The Pentagon gave Anthropic, the makers of Claude, an ultimatum: allow the military unfettered access to its AI model, even if the potential uses violate the company’s own safeguards, or it will face significant punishment. Anthropic refused, with CEO Dario Amodei saying the company “cannot in good conscience accede” to the Department of Defense’s requests. Now, Sam Altman, CEO of OpenAI, would like you to know that he also would have acted in a principled manner if he ever had to.
In a memo circulated to OpenAI employees Thursday night—and definitely not cynically leaked to the press so that everyone knows what a brave boy Sam Altman is—the founder and CEO told his firm, “We have long believed that AI should not be used for mass surveillance or autonomous lethal weapons, and that humans should remain in the loop for high-stakes automated decisions. These are our main red lines.”
Those are, of course, the exact same red lines that Anthropic has held to and that have reportedly been an issue for the Pentagon despite its insistence that it only wants to use AI for “all lawful purposes.” The best read on that position is that there aren’t currently laws preventing the use of autonomous weapons, and the Pentagon would like to use Claude to deploy its arsenal in some way. Anthropic has already reportedly created a carveout in its red line policy that would allow the Defense Department to use Claude for “defensive weapons,” but that clearly wasn’t enough for the agency, or else this standoff would already be over.

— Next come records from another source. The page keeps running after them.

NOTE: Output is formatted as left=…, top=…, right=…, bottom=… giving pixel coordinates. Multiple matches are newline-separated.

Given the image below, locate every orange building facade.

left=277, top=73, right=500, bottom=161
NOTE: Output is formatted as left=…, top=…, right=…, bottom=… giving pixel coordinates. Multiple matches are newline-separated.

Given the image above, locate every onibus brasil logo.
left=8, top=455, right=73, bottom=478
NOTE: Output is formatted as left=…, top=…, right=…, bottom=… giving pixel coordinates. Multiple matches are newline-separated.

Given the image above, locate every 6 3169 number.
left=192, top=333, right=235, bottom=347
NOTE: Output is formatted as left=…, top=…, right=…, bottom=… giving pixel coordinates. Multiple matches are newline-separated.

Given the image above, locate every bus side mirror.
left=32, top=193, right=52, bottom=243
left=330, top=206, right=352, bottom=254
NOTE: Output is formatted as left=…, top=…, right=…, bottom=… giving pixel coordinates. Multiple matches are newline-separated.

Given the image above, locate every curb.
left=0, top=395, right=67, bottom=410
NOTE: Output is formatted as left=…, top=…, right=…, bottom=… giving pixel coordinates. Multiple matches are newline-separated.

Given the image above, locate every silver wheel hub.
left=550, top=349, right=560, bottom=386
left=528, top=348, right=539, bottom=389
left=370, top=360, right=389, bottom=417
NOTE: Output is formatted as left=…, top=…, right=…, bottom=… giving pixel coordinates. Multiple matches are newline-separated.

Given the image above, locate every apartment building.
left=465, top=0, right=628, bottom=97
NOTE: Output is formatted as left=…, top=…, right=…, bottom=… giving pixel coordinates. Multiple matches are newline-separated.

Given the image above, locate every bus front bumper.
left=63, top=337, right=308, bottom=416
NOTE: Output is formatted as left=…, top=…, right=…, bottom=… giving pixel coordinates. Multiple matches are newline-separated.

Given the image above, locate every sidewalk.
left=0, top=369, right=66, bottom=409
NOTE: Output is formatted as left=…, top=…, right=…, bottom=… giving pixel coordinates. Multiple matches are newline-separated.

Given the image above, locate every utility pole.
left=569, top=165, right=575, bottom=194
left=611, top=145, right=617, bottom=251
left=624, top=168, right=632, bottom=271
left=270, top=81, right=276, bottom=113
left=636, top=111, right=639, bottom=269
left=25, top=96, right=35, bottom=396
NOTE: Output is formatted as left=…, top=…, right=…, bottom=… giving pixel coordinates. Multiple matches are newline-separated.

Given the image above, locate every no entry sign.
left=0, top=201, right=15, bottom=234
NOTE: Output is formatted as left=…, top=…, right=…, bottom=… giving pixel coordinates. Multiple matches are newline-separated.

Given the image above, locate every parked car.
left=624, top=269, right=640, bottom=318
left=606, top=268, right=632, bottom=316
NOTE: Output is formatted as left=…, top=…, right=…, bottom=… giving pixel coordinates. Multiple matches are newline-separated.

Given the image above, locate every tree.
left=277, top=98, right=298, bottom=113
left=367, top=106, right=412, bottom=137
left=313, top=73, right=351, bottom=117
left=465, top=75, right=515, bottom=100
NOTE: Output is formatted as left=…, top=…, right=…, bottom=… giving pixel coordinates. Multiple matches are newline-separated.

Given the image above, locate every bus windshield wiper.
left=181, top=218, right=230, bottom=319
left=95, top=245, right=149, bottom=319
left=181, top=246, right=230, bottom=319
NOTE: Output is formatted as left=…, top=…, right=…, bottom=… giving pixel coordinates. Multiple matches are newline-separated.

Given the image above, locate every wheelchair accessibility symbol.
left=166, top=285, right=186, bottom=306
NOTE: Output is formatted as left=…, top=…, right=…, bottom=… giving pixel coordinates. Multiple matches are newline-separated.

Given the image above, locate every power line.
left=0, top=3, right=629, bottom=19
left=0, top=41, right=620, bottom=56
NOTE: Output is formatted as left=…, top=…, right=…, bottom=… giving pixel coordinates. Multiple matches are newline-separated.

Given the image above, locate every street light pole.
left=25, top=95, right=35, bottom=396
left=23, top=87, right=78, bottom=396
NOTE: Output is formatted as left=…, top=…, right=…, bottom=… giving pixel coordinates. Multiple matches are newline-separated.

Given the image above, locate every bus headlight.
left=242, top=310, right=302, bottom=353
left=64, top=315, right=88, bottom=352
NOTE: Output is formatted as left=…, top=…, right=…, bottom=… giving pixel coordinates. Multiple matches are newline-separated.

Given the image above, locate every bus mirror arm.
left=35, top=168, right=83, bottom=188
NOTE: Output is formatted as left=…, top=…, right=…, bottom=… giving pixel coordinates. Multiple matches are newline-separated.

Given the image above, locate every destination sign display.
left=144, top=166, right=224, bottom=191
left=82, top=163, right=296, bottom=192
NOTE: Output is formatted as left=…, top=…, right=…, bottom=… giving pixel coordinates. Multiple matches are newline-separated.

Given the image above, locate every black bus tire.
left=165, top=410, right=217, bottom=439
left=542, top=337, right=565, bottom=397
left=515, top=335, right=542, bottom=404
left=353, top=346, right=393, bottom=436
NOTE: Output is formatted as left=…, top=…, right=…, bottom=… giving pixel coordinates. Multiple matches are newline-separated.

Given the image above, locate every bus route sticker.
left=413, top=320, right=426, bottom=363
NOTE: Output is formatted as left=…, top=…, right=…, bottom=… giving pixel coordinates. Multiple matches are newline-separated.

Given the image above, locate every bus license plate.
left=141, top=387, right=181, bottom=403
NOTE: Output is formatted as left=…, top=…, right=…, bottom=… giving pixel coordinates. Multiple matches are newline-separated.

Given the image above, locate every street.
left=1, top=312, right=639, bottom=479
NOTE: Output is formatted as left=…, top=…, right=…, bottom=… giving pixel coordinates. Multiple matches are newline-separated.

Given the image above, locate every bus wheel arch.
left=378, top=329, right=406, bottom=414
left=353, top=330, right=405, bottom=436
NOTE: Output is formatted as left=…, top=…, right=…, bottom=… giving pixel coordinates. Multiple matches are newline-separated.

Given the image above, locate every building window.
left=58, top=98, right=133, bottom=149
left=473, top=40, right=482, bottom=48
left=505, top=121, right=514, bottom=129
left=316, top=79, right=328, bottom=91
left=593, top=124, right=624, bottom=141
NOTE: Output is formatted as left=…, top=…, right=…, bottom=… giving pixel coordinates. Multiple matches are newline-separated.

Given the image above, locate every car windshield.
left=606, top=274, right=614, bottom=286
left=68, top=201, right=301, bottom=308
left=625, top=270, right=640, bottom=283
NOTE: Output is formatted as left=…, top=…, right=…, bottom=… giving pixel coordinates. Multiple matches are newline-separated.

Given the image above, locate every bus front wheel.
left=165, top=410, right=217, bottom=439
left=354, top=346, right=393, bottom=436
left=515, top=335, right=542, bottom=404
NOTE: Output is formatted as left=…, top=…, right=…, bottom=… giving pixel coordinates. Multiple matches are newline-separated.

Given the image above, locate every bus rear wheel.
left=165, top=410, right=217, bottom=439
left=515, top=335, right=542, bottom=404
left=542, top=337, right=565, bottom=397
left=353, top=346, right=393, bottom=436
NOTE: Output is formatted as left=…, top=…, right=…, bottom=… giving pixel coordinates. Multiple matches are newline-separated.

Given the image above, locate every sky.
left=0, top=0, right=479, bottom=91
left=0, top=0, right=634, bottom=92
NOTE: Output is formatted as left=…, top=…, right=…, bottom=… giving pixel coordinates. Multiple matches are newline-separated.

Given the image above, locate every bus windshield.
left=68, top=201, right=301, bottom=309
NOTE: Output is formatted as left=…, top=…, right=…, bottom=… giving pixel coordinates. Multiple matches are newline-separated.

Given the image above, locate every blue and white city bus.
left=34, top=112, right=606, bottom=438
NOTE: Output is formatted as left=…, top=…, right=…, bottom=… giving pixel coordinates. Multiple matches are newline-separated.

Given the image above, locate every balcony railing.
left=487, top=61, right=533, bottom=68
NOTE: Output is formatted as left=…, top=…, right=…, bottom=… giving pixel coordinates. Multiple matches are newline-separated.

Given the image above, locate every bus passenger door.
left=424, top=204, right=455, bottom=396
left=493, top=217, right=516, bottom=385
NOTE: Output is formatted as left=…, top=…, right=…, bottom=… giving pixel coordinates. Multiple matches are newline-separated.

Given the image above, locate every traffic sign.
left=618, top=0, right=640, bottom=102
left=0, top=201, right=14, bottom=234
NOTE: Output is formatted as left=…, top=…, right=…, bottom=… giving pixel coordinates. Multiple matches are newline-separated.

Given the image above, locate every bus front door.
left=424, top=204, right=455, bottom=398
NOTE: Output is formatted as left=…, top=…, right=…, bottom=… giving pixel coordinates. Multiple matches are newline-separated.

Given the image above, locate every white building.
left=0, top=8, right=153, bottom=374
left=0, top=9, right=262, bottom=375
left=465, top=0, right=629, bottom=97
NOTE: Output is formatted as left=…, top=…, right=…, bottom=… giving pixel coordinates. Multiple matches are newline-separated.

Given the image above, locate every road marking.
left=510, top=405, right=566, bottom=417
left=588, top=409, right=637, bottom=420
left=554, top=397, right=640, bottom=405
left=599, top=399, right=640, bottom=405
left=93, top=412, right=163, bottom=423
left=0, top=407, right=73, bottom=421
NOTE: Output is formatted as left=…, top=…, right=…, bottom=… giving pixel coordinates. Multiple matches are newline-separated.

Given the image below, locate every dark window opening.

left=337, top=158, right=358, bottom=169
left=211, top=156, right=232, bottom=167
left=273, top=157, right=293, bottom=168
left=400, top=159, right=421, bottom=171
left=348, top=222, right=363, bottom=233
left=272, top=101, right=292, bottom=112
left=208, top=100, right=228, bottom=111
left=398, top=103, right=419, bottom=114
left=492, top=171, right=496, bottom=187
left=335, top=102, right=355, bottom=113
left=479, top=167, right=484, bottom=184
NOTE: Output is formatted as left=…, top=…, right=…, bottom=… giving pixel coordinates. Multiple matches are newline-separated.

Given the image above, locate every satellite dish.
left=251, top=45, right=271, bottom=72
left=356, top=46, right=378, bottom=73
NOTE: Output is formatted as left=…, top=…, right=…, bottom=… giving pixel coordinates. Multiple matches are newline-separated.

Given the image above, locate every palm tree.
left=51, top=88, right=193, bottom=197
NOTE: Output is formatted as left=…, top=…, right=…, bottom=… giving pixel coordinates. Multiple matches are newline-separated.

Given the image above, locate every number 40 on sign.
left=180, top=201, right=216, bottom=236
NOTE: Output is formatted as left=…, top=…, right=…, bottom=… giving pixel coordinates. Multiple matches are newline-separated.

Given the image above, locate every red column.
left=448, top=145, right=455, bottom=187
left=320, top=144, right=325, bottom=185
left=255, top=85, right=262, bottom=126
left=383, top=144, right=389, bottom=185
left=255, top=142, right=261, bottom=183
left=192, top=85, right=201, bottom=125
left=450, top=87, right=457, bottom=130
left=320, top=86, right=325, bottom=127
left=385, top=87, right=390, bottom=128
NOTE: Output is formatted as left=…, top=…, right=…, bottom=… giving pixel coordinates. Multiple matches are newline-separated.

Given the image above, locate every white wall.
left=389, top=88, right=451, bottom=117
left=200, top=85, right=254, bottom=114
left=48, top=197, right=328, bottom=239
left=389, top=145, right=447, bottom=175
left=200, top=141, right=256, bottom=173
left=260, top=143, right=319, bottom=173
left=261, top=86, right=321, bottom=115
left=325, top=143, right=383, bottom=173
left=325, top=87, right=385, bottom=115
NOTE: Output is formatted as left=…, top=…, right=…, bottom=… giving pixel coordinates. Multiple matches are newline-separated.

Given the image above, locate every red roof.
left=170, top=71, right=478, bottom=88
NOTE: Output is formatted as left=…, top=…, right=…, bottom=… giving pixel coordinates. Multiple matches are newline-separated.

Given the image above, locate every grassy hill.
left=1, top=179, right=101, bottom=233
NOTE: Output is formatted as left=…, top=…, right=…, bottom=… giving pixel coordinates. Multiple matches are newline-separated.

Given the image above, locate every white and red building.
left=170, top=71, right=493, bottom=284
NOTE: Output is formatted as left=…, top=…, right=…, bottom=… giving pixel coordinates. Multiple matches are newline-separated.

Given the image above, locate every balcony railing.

Altman adopting Anthropic’s no-go policies doesn’t even put him second in line behind Amodei in drawing a line in the sand with the military. More than 100 employees at Google beat him to the punch, signing and sending a letter to management asking the company to adopt the same red lines as Anthropic if the company is going to continue to do business with the Pentagon. But that must have at least been a big enough gust for Altman to feel where the wind was blowing and plant his flag.
To Anthropic’s credit, it did actually have to stare down Pentagon pressure, the details of which have continued to trickle out over the course of the week. The latest detail, reported by the Washington Post, included the Department of Defense peppering the company with hypotheticals like whether Claude could be used to shoot down an intercontinental ballistic missile launched at the United States. (Anthropic’s CEO reportedly told the DoD to call and ask, which was not a satisfying answer to the Pentagon, though Anthropic denies it. A recent study found that chatbots, including Claude, launch nuclear weapons in 95% of war games, so making a call seems like the least of the potential problematic outcomes.)
The company didn’t budge, even though the Pentagon threatened to cancel Anthropic’s government contracts, declare Anthropic a “supply chain risk,” and/or invoke the Defense Production Act to force the company to build a model for the military’s desired purposes. It does seem like those threats might have been more bluster than anything, which Anthropic probably anticipated, based on the fact that Bloomberg reported the Pentagon is still open to negotiating. The company also has more leverage than one might imagine, given that the Defense Department favorite Palantir has cloud infrastructure that relies on Anthropic’s model to operate.
With its biggest guns unable to get Anthropic to cave, the Pentagon has resorted to a new approach: petty insults. Undersecretary of Defense Emil Michael spent most of Thursday blasting Anthropic on Twitter, calling Amodei a “liar” with a “God complex” and claiming that Anthropic’s CEO wanted to “personally control the US Military.” He also alleged that Anthropic’s constitution for Claude, a document that dictates how the chatbot should act, was actually the company trying to position its own rules to supersede the US Constitution, which is not how that works at all.
It’s a bit hard to imagine the Department of Defense winning this stand-off in the court of public opinion, given that Anthropic’s position is “let’s agree not to spy on Americans or let AI nuke people,” and the Pentagon’s response was “No.” But it sure seems the agency wants to have the fight for all to see, for whatever reason.